For an Indian exporter’s point of view, the Goods and Services Tax (GST) necessitates rethinking for the the import–export chain. Additional cash flow requirement at procurement changes sourcing and other preferences in international supply chain. Balance shifts from imports to domestic procurement, necessitating change in country of supply, procurement price, choice of supplier, product mix and other aspects. Liquidity problems may arise since the process necessitates upfront payment of GST while procuring inputs and getting refunds after substantial lag will block working capital. While exporting, Indian exporters need to pay IGST or take exemptions, which increases compliance costs. Exporters are demanding an exemption mechanism rather than having to first pay the tax and claim refund later.

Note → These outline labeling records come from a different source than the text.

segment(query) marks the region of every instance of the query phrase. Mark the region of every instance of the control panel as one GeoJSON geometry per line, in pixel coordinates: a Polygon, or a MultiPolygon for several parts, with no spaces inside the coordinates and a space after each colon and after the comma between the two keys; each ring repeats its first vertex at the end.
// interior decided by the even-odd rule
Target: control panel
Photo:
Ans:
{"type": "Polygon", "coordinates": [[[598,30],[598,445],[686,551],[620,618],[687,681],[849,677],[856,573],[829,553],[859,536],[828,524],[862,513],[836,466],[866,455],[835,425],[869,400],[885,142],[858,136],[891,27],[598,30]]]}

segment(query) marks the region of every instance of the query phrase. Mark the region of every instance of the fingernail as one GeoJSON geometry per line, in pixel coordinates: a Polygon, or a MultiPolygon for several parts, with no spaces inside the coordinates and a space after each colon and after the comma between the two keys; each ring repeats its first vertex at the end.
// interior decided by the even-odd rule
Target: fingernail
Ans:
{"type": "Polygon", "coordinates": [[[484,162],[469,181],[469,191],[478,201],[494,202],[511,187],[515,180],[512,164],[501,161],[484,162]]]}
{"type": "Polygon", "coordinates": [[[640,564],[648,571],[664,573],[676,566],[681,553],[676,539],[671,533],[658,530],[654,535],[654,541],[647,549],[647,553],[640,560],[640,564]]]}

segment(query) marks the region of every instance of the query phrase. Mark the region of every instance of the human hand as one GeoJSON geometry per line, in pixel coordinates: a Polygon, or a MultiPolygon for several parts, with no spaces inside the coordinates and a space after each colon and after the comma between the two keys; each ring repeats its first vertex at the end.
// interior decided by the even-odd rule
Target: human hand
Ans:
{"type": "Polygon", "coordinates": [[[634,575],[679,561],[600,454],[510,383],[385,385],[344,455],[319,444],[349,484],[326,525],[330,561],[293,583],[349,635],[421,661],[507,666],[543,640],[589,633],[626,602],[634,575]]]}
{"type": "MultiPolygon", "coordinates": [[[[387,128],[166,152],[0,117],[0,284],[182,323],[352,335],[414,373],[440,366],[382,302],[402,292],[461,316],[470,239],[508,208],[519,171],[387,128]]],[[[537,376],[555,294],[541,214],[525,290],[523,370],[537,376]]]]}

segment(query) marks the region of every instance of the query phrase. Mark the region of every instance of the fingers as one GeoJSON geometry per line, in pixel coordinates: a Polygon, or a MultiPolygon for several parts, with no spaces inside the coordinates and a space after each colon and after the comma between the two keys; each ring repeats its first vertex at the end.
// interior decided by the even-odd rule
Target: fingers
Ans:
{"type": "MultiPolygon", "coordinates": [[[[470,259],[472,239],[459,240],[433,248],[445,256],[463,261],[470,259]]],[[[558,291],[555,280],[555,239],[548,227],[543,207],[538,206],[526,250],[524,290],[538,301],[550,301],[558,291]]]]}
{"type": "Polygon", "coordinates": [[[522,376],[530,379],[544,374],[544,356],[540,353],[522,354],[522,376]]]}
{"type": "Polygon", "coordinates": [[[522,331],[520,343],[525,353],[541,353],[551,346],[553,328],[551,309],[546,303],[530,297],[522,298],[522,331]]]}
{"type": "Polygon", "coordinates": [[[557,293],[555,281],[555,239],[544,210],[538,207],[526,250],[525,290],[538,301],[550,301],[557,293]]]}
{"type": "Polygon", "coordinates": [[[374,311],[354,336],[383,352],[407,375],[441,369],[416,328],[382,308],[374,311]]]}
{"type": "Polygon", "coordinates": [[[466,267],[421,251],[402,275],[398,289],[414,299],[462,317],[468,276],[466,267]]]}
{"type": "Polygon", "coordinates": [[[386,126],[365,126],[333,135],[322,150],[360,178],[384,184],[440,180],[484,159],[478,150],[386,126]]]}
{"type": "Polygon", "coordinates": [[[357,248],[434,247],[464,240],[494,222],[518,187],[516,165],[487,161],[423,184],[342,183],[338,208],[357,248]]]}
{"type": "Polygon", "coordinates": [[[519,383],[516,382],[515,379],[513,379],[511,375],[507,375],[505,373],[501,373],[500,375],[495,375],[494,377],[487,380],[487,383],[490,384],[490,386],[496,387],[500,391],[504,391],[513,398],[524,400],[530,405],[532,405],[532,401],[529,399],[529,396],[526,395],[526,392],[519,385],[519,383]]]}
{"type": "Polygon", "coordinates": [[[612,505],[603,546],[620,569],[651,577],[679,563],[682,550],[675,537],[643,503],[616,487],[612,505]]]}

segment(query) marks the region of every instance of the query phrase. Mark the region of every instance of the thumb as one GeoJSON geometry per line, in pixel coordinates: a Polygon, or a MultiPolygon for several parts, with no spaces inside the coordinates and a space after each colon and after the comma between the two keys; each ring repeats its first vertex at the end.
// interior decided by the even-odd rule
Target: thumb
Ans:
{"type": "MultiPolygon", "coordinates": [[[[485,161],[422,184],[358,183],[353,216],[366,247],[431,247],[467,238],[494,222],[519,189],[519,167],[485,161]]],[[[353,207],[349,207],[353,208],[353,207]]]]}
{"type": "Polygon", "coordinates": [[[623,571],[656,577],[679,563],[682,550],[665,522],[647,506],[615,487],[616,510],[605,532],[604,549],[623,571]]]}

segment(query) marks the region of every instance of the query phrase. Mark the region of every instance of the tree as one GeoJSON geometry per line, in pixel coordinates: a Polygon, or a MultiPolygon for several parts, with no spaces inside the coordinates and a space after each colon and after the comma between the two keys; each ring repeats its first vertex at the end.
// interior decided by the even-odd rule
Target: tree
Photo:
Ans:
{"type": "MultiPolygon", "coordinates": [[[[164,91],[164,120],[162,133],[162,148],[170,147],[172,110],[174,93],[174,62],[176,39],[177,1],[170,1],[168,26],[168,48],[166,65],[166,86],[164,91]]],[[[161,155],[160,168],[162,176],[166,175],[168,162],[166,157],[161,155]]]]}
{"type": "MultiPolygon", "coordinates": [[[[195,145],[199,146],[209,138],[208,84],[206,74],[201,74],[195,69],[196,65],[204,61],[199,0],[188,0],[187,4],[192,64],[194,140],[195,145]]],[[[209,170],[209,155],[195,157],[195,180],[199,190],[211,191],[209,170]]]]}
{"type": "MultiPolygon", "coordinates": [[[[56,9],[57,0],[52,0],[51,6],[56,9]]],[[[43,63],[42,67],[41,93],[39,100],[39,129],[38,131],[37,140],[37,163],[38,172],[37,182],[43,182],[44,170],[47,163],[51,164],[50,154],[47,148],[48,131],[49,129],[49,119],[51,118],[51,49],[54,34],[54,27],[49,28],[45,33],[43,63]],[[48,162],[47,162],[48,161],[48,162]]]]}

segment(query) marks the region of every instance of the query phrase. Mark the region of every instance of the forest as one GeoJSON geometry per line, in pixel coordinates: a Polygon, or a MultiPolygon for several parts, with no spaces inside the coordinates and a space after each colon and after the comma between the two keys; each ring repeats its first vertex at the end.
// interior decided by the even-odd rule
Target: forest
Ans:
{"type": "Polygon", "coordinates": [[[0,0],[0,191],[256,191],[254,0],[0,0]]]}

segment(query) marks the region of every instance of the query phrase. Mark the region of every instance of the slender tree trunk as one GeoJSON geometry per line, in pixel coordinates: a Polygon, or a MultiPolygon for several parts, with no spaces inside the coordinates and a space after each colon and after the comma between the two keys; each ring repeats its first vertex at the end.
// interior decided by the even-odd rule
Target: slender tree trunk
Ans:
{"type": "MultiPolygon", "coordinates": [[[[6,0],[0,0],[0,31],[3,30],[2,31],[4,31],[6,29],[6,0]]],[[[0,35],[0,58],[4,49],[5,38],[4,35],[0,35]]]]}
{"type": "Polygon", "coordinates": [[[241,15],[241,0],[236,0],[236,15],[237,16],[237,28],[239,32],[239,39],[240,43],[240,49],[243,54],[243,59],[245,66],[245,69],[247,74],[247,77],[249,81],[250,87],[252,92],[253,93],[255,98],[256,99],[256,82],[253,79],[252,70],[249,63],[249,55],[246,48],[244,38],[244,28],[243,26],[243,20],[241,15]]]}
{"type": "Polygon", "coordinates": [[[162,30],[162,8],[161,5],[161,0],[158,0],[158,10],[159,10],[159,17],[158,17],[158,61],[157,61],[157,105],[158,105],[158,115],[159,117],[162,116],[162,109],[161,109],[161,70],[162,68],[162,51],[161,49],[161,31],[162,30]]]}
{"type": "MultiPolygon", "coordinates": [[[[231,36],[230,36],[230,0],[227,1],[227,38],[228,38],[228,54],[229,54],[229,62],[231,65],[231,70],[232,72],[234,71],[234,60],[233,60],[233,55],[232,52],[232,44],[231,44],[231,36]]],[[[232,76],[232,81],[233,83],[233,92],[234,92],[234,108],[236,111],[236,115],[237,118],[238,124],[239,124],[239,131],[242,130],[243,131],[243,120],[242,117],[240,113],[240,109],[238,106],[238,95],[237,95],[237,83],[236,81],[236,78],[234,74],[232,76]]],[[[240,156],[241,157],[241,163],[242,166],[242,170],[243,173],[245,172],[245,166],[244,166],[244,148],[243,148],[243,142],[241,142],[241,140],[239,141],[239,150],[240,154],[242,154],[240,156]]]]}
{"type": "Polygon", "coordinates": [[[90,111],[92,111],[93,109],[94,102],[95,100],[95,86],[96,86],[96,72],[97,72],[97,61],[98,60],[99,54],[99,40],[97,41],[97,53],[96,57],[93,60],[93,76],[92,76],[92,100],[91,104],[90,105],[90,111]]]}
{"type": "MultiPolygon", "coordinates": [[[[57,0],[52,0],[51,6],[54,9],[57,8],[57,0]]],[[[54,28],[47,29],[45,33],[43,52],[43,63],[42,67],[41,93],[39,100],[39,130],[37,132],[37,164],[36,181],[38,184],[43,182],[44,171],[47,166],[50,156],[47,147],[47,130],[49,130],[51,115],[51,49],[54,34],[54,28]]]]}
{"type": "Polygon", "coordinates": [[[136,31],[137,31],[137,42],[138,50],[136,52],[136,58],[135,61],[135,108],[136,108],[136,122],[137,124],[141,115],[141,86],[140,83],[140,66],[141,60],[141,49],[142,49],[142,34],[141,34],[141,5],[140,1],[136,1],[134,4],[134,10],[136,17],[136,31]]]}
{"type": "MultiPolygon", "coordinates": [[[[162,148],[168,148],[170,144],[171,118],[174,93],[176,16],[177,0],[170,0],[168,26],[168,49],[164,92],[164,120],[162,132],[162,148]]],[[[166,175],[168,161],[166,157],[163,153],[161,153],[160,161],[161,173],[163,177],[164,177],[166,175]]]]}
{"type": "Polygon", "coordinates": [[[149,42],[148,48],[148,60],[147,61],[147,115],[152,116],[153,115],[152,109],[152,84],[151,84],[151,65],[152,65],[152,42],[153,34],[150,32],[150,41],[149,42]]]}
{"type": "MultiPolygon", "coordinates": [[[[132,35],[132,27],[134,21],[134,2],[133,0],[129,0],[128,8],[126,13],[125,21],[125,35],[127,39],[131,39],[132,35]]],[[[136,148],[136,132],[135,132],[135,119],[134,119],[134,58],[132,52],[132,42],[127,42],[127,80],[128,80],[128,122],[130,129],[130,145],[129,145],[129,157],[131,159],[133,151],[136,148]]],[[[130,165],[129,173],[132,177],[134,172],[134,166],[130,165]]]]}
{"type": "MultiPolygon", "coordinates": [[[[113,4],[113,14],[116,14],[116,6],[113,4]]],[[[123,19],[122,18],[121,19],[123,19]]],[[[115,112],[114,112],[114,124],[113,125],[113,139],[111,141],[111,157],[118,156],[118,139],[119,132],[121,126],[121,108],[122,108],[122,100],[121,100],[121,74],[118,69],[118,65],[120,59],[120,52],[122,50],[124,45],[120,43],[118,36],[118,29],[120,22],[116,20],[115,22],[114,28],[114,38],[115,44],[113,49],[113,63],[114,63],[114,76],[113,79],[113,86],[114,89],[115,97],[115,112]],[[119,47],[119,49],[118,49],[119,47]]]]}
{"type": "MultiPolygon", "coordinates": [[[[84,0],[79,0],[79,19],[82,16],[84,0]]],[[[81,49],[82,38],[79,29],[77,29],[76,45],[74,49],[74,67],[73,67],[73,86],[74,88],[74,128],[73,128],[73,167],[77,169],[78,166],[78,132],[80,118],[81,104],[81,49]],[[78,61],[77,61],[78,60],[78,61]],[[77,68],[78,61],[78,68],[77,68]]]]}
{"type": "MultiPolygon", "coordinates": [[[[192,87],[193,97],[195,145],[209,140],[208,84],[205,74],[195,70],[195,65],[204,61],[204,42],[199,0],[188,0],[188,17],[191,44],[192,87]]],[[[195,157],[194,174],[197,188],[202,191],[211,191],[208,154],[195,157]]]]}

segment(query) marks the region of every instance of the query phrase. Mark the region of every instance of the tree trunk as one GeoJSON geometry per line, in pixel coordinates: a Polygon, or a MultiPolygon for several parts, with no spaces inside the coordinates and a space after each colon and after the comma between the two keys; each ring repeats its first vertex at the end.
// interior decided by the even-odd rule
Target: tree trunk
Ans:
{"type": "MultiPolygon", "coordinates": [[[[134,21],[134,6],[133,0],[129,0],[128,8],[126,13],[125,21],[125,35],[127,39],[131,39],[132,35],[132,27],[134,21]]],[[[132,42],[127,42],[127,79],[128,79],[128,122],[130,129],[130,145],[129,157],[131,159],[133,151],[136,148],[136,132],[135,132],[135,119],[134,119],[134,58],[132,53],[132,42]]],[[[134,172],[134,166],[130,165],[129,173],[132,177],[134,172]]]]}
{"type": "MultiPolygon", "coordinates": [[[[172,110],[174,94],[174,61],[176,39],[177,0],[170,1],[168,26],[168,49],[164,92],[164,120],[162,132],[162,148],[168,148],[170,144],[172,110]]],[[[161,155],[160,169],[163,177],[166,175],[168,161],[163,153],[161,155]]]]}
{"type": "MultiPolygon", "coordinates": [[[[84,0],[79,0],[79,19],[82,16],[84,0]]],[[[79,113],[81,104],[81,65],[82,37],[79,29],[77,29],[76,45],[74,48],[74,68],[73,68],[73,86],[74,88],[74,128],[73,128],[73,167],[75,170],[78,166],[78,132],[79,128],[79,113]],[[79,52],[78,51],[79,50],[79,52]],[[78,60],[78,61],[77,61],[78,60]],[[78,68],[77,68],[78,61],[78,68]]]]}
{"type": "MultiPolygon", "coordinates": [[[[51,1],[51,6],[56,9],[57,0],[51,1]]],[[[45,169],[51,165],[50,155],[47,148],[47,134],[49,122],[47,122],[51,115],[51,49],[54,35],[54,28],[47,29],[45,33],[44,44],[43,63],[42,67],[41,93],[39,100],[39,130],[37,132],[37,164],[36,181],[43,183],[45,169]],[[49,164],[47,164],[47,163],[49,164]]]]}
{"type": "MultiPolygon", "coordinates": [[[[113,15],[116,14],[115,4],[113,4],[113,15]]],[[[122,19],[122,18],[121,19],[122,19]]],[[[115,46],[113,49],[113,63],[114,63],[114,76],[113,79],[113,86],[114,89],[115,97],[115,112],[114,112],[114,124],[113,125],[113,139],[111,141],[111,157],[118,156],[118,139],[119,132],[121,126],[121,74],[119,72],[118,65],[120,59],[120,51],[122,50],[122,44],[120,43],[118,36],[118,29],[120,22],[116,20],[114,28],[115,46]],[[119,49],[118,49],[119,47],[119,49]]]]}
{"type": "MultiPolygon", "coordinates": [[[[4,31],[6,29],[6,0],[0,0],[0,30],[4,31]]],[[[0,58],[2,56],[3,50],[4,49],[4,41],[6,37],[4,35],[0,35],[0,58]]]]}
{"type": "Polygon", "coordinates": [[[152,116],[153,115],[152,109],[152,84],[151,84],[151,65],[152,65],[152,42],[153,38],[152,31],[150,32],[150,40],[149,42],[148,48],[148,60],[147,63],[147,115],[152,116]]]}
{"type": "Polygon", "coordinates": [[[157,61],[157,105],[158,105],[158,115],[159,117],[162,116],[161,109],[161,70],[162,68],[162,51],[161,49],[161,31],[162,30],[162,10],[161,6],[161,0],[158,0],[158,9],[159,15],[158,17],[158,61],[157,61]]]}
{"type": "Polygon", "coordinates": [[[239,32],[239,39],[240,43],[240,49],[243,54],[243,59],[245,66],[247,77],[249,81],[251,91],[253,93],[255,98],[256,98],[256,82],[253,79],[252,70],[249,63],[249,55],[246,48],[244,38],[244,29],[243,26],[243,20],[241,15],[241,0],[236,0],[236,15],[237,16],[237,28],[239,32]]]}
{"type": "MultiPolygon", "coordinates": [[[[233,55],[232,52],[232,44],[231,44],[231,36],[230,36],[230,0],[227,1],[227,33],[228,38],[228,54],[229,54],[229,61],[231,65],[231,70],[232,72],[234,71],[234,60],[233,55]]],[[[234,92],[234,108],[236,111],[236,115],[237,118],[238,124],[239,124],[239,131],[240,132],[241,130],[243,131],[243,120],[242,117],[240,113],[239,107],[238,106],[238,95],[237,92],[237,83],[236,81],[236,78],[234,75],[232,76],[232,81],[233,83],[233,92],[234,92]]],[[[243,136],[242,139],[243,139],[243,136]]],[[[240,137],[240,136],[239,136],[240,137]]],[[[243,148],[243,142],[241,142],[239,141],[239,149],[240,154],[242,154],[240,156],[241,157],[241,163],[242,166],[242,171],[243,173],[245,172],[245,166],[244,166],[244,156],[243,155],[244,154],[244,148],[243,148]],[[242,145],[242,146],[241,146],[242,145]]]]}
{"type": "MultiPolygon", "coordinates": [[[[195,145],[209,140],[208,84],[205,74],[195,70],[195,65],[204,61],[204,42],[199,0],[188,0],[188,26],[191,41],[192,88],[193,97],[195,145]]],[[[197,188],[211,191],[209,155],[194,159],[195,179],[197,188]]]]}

Delegations of export bodies have met and pressurized the government to reconsider its decisions. Industry bodies maintain they be exempted from new tax burden to make Indian exports competitive and less expensive in international market. They also point out that no service tax was payable earlier since according to the GST destination rule there is no service tax on air and sea cargo segment because destination was outside India. They now claim that service tax will be levied which will be at variance from the GST taxation structure followed by other countries. They claim freight forwarding was exempt from charges but with the advent of GST, charges will be passed on to exporters, making exports un-competitive—self-defeating for Indian Government’s programs such as Make in India.
Provisions of the Goods and Services Tax (GST)
Exports of goods or services are considered zero-rated supply under the GST. It will not be levied on exports of any kind of goods or services. Input tax credit can be claimed on zero-rated exports. An exporter who deals in zero-rated goods under the GST can claim a refund for zero-rated supplies. An exporter has to file application for refund on the portal directly or indirectly. An export report needs to be filed before filing for a refund. An exporter may also need to file shipping bills for goods exported out of India. The shipping bill could be considered an application for refund for IGST. However, it will be applicable only when the person in charge of shipments files an export report and mentions date and number of shipping bills.
Other concerns of import–export industry
The exports industry has concerns over several other aspects too: capital goods credit mechanism, treatment of supplies, bundled services, transition procedures, etc. Industry experts feel the GST rate structure may adversely impact the exports industry. Insiders feel the tax reform may work against domestic shipping bodies since taxation at time of asset creation and discrimination between domestic and foreign shipping companies strike at global competitiveness and discourage fresh investments.
However, there is a different view too. Several industry pundits predict that with the GST in place, export industry will have internationally competitive prices due to the process of claiming input tax credit and its availability on services. Overall, India’s exporting community needs to accept as well as adapt to the new emerging norms and follow a path that has dwindled reliance on schemes, fewer financial incentives, and greater thrust on quality and brand acceptability, most suitable for international trade.
Exports and shipping industry has to adapt to new GST rollout realities
Going forward, Indian exporters-importers need to depend more on open market forces in order to compete in the international trade. But, it is too early to comment on how soon GST changes may compel businesses to leave behind their previous models and operating structure and adapt to the demands of the current GST regime.